Note that AFAIK, libguestfs does not use this API. They do not encounter permission issues because they create their own socket and make qemu connect to it (in fact they have the reverse issue, to make sure that qemu has permission to connect to their socket). This wouldn't work in our case unless we have the VM start after stap (or we could have a utility that runs on boot to create the socket and listen on it).

---

Conclusion/recap of what we could do (non-exhaustive):

A. Keep stap-vm and use it for hot-plugging and installing permanent ports for libvirt < 1.1.1, as well as for brokering the stream using the API (perhaps expose a unix socket to stap, or even just stdin/out). Root would be needed for this (e.g. setuid, or user input). I'm not sure how much work is involved if we were to use the stream APIs, and whether stap/stapsh would need to be modified.

B. Keep stap-vm and use it for hot-plugging and installing permanent ports for libvirt < 1.1.1, but don't use the stream API. Make it change the socket's permission on-the-fly so that stap can then connect to it the usual way. Root would be needed for this (e.g. setuid, or user input).

C. Don't use stap-vm, make stap hot-plug a port for the duration of the session. Don't use the stream API, connect directly to the UNIX socket. Adds a dependency to libvirt in stap. We would need root access for this as well.

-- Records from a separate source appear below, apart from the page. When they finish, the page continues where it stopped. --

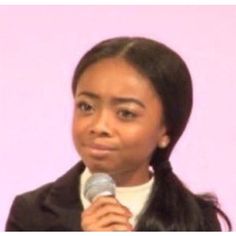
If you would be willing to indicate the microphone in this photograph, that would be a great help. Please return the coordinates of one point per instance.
(99, 184)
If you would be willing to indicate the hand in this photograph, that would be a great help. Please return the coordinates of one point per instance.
(106, 214)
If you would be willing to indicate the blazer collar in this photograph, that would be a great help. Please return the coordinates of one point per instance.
(64, 202)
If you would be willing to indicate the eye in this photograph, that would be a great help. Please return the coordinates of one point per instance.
(125, 114)
(84, 107)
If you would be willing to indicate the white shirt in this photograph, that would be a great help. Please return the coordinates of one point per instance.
(134, 197)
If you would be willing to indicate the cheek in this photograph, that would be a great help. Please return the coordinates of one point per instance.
(141, 140)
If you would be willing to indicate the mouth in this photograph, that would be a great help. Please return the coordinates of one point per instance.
(100, 150)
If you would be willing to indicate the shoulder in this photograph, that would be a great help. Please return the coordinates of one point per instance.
(35, 210)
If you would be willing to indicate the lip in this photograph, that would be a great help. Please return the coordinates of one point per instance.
(100, 150)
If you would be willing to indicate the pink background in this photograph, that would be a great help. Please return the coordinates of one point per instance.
(39, 48)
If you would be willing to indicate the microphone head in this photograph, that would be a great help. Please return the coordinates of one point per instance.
(99, 184)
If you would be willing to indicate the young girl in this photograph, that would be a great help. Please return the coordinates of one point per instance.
(133, 98)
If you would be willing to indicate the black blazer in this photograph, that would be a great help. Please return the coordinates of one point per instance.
(57, 207)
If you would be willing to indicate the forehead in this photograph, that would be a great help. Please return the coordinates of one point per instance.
(113, 77)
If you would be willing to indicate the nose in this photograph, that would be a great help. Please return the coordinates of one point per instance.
(101, 124)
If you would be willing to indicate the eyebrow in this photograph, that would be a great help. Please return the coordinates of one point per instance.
(115, 99)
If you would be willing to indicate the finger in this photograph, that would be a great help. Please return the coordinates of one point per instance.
(100, 201)
(119, 227)
(112, 209)
(111, 219)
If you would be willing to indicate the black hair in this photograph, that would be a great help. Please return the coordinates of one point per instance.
(171, 205)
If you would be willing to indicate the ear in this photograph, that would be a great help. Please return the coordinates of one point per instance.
(164, 141)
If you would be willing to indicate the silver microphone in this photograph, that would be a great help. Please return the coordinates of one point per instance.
(99, 184)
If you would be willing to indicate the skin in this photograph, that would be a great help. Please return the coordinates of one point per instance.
(117, 124)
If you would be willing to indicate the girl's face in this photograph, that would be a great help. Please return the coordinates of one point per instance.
(117, 121)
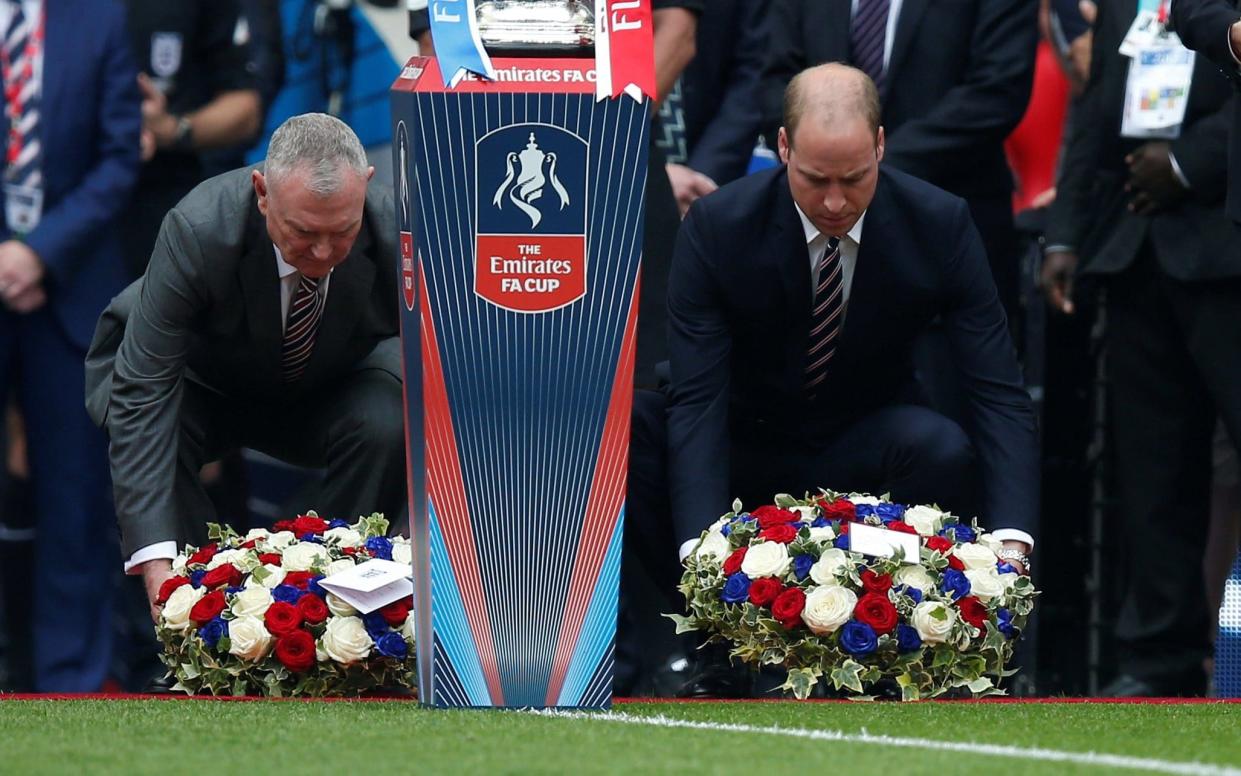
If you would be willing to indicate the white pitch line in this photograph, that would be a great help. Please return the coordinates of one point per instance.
(1018, 753)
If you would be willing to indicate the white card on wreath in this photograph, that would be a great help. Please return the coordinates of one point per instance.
(371, 585)
(881, 543)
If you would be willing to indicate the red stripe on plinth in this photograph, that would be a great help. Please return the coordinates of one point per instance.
(446, 492)
(602, 507)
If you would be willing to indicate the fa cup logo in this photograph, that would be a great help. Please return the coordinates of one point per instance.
(528, 174)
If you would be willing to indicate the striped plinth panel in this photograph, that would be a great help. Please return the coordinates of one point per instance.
(519, 388)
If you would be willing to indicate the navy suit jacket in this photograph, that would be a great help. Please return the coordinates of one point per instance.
(739, 315)
(89, 122)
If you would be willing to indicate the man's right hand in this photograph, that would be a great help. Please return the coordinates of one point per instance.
(155, 572)
(1057, 279)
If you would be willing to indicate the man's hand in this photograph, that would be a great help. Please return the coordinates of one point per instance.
(154, 574)
(688, 185)
(21, 276)
(1057, 279)
(1152, 185)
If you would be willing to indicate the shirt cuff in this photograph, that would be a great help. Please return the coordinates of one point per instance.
(1012, 534)
(165, 550)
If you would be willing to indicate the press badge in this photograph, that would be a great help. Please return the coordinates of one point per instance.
(1157, 90)
(22, 207)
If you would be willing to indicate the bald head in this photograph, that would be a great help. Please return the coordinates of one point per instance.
(830, 96)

I personally prefer option B because it involves less new code to maintain and it's easier to understand.

Let me know what you think!

[1] https://www.redhat.com/archives/libvir-list/2013-July/msg00125.html
[2] http://libvirt.org/news.html
[3] See the virStream* functions and virDomainOpenChannel() at http://libvirt.org/html/libvirt-libvirt.html
Comment 13 Jonathan Lebon 2013-09-11 18:49:11 UTC
I just recreated the jlebon/cross-vm branch with all the 'squashme' commits squashed and an initial version of stap-vm. It ended up being a bit larger than expected (almost exactly 1000 lines) but I made sure to keep the code clear and easy to follow. :)

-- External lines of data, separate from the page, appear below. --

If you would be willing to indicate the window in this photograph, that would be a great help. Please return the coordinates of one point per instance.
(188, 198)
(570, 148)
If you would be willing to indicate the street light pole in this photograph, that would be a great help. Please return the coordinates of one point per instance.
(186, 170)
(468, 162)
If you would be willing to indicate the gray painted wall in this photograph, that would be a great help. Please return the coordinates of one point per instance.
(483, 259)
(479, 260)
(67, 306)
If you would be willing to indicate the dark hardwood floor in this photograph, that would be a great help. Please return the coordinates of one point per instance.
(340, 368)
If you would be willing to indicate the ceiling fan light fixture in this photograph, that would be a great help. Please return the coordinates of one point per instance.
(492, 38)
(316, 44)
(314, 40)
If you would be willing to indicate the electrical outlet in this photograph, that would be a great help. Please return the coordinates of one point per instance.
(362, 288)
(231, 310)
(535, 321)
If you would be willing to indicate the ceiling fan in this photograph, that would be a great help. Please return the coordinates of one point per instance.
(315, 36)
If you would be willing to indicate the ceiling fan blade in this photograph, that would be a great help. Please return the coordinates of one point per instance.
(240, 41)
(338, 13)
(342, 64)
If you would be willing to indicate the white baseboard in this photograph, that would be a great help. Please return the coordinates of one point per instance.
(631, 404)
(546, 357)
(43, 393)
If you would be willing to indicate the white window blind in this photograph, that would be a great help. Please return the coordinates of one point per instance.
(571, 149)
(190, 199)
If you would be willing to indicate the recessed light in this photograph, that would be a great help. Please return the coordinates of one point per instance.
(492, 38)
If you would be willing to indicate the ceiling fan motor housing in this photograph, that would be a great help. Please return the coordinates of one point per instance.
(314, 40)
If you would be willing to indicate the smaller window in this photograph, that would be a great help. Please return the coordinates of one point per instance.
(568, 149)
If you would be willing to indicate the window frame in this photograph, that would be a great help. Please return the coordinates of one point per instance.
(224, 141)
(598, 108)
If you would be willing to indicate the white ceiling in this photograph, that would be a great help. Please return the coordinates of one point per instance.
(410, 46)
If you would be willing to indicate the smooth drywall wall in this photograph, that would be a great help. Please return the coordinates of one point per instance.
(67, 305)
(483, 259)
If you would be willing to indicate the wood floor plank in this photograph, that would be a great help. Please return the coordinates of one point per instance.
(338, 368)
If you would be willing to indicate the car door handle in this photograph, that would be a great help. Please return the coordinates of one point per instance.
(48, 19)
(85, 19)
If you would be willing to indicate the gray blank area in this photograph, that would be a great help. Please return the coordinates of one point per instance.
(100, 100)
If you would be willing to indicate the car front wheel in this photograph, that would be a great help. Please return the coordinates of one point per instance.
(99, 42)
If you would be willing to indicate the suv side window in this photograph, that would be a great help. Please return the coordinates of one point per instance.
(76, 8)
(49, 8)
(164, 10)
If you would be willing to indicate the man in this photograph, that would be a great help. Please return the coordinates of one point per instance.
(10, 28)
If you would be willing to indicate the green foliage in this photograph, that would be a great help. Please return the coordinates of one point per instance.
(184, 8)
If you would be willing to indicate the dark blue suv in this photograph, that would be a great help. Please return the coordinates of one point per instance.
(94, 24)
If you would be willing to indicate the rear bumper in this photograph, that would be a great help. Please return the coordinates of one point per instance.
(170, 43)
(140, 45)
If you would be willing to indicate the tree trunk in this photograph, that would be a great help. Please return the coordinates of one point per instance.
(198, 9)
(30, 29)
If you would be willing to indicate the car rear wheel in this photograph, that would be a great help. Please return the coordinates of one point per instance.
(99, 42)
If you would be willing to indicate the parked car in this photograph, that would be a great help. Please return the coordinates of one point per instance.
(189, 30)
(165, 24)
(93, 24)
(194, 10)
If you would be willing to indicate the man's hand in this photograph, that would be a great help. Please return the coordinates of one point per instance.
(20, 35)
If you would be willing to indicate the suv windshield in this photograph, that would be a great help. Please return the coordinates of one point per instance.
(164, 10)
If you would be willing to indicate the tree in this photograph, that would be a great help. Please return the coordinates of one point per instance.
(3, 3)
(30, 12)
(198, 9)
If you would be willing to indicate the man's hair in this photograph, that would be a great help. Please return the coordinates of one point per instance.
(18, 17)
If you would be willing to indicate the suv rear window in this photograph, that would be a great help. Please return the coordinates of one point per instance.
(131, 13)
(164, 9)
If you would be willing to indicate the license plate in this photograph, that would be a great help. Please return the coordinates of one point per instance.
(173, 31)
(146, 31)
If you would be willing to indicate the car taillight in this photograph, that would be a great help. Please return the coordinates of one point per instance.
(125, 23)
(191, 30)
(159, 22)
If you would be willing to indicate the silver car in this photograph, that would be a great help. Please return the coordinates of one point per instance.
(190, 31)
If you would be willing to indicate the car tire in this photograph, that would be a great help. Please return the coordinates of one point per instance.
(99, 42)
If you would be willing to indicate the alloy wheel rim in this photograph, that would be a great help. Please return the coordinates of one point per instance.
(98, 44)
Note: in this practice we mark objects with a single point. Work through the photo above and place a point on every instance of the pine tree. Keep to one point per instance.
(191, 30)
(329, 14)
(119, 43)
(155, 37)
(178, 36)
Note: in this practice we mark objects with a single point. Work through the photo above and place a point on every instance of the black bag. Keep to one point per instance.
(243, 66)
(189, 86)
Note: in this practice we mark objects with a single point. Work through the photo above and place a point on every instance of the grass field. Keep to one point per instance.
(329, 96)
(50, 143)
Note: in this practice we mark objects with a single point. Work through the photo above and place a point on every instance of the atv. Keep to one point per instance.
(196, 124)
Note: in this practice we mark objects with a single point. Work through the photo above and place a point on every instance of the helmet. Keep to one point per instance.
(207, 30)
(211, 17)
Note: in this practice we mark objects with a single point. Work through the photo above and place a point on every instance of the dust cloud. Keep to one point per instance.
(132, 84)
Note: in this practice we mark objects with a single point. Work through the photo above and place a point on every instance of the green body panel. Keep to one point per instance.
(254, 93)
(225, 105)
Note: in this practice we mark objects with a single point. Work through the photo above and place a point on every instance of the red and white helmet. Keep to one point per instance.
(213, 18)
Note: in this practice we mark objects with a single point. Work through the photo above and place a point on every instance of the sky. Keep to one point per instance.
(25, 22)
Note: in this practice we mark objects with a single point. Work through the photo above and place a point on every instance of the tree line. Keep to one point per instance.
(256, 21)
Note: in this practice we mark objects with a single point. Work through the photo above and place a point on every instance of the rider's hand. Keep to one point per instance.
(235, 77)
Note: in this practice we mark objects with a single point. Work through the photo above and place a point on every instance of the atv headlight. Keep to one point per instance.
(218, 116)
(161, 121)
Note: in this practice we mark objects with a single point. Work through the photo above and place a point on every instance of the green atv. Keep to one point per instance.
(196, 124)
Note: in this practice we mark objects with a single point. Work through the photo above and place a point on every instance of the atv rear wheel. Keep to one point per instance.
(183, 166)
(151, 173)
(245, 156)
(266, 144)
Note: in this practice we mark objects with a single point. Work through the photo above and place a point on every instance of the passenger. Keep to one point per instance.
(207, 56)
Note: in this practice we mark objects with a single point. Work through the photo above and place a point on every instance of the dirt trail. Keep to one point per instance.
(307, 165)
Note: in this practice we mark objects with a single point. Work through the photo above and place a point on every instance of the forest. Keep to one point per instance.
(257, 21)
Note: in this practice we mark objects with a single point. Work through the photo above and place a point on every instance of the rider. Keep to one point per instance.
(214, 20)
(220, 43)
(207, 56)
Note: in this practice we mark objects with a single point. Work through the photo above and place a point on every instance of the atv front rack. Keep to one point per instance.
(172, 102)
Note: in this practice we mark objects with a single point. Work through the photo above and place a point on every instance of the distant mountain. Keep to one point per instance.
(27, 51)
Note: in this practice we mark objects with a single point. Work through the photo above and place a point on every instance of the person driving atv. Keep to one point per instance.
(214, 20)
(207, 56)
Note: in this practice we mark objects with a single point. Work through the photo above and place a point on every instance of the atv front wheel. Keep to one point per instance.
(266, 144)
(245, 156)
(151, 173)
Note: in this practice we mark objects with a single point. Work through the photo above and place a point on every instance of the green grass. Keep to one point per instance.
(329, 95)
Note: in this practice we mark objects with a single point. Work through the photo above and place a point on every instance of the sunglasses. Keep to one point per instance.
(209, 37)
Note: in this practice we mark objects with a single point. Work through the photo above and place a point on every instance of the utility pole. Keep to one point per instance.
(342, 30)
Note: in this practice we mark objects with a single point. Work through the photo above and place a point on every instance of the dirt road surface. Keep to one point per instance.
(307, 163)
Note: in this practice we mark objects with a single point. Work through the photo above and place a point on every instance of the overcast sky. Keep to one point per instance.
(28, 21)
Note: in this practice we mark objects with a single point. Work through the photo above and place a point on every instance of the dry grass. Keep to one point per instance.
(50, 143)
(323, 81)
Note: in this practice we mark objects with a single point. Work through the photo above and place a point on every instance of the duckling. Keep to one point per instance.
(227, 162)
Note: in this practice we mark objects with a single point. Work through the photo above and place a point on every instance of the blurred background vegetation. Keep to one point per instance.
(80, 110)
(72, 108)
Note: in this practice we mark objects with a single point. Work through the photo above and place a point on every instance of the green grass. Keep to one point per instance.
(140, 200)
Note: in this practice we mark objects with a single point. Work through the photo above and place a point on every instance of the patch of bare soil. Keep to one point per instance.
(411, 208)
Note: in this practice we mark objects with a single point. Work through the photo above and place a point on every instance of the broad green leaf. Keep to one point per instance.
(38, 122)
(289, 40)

The next step is to now modify remote.cxx to add a vm://DOMAIN scheme which shouldn't be too hard. The logic would be something like this:
- Call stap-vm query DOMAIN to make sure it's a valid domain
- Call stap-vm port-list DOMAIN to get a list of available ports
- If no port is available or none of the ports could be opened and hotplugging is supported, call stap-vm port-hotplug-add DOMAIN to add a domain on the fly.
- Once a port has been obtained, use that to talk to stapsh (maybe create a unix_stapsh instance and hand it off)
- Once we're done with the port, if it was obtained using port-hotplug-add, then call stap-vm port-hotplug-remove DOMAIN to remove the port.
Comment 14 Jonathan Lebon 2013-09-24 21:23:15 UTC
Much has been done since the last update. Almost everything has been implemented. To try to keep this PR self-contained, here is roughly what has been done:
- Added stapvirt.c (referred to previously as stap-vm)
- Added the libvirt:// scheme in remote.cxx
- Added stapvirt to the build system
- Added stapvirt.1 man page and cleared up the --remote section in stap.1
- Added sysvinit scripts for non-systemd based systems

Items that remain include:
1. Modifying systemtap.spec
   - To be discussed. E.g. we could have the 'guest' related files (stapsh@.service, 99-stapsh.rules, sysvinit scripts) in a guest package, e.g. 'systemtap-runtime-virtguest', and the 'host' related files (which is just stapvirt) in e.g. 'systemtap-runtime-virthost'
2. Testing the sysvinit script on a RHEL5 machine

If you'd like to take a look, I created the jlebon/cross-vm-clean branch which contains larger diffs for your viewing pleasure. Any testing and feedback would be welcome!
Comment 15 Jonathan Lebon 2013-09-26 20:54:51 UTC
Created attachment 7217 [details]
brief interactive stapvirt how-to console session

Small 'tutorial' on using stapvirt to run probe inside virtual machines.
Comment 16 Jonathan Lebon 2013-10-18 14:26:39 UTC
Merged into main branch (commit 2459a42). Two new packages have been added: systemtap-runtime-virthost and systemtap-runtime-virtguest.